I get that. I'm not actively pushing for a revision to the rules or anything like that. I agree everyone hikes for different reasons and what might seem like "cheating" to me might be a significant accomplishment for someone else (and please do not interpret that to mean I find others accomplishments "beneath" me or of some lesser quality. My peakbagging "accomplishments" are hardly the stuff of legend and pale in comparison to many here on VFTT. But they do mean a lot to me and how I did them plays a part in that). The reward is all relative to the particular person. For me personally the accomplishment will mean more doing the peaks in truly Winter conditions.

And I think there are things harder AND easier about Winter hiking. I absolutely despise road walks. The miles of added boredom to do an already unexciting peak are very tedious (and probably the big reason I may never finish the Winter list). But you also do a lot of rocky, tree root riddled rugged trails that are covered in a nice smooth blanket of packed snow too that makes them far easier than they would be in the Summer. And many problem river crossings are solidly snow bridged and a non issue when you do certain trails, versus dicey rock hops. In my eyes the most significant element of the Winter list is the potentially harsh, violent and truly dangerous weather and the need for carrying much more weight and gear to handle the possibilities. The safety margin is much slimmer in Winter than Summer.

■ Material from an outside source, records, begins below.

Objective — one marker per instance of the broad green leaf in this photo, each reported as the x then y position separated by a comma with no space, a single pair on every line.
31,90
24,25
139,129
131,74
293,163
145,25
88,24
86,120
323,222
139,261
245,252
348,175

I guess my comments are partly a reaction to all the boasting I see on various Facebook forums from people actively promoting various achievements that I find to be misleading or misrepresentative of what they really did. It's one thing to say you "were fortunate to catch Mt Washington with it's guard down this December and check it off the list" versus saying you "just ripped up Washington in the dead of Winter and you're kicking ass on the Winter 48" when you know you were out there walking on bare ground on a calm, 30 deg day and it was nothing like what Washington normally would be in late December. To me there is a distinction between the two.